Aim: How can farmers do successful intercropping between trees and aromatics or ground covers in dry/semidry areas like the altiplano in the South of Spain
Background: Intercropping in the south of Spain is not a common practice. Besides that,the Common Agricultural Policy surrounding the topic is vague on its implementation, farmers are hesitant regarding intercropping because of the fear for competition with their main cash crop . This has much to do with the fact that the annual rainfall in the region do not surpass 300mm a year. However, polyculture systems are gaining more attention because of their presumed benefits on both environmental and economic performance. Could this also be the case for South Spain, and what would be the most effective polyculture design?
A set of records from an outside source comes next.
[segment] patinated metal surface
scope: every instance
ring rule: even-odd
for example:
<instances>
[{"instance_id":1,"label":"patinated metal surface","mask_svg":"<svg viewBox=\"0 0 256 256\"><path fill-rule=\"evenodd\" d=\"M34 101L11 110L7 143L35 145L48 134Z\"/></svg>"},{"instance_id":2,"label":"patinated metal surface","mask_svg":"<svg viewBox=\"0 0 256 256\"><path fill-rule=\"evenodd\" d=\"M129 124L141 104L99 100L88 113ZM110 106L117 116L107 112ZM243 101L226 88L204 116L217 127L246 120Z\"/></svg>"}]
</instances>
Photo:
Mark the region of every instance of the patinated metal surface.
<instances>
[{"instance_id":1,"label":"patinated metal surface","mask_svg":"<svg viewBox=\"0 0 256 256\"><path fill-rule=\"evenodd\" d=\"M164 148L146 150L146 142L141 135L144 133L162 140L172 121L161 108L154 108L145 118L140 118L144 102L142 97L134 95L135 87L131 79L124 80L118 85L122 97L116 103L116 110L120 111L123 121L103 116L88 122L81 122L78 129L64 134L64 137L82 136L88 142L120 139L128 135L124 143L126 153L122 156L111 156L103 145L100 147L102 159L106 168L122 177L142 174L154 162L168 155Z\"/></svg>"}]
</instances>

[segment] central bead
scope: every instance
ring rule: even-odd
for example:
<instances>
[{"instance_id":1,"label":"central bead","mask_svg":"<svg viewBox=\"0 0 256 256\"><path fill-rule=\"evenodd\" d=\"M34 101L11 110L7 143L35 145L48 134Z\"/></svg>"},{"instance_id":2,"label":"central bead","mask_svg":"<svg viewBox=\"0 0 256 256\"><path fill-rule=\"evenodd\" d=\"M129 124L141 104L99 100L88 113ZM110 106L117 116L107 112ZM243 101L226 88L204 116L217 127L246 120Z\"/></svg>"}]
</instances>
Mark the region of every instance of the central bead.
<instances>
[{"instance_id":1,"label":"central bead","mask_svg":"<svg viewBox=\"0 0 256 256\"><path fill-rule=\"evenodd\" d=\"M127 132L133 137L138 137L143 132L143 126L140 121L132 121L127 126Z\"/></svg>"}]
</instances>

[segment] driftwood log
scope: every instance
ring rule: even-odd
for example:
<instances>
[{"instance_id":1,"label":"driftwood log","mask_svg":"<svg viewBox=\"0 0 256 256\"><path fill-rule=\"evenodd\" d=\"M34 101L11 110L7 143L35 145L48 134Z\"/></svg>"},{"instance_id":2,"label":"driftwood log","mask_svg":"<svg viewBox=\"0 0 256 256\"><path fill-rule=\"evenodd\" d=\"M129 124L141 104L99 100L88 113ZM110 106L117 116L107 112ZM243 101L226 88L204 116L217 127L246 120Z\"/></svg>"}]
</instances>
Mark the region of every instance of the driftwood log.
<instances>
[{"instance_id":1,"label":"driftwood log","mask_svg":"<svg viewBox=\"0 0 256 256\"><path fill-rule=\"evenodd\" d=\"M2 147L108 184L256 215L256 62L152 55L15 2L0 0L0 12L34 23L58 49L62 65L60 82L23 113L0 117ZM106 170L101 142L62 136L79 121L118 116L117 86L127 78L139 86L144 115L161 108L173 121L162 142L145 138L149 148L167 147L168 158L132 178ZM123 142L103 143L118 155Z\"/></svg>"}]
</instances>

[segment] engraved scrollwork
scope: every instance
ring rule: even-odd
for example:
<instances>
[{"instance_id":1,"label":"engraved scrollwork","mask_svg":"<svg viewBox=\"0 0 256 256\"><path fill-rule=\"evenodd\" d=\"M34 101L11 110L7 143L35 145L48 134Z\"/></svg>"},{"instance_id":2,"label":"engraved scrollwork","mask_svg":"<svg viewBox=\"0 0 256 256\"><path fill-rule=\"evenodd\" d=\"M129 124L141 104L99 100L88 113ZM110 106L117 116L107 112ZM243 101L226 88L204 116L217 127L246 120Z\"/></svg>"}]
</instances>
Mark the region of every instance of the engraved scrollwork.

Used skills: practical farming skills, ecological (aboveground/belowground) or economic monitoring, plants, climate knowledge, complex systems
Aim:Identify arthropod (insect) mediated ecosystem services that benefit the farm, their providers and how they can be enhanced
Background: The services that insects provide play an important role in the functioning of agriculture. Most well-known are pest control and pollinators. Due to land use simplification and agricultural intensification we are losing these important players rapidly. What are pollinator and pest controlling species in Southern Spain? What measures are there to enhance their abundance and maximise their activity? Can you prove that their presence has a significant beneficial effect on crop production?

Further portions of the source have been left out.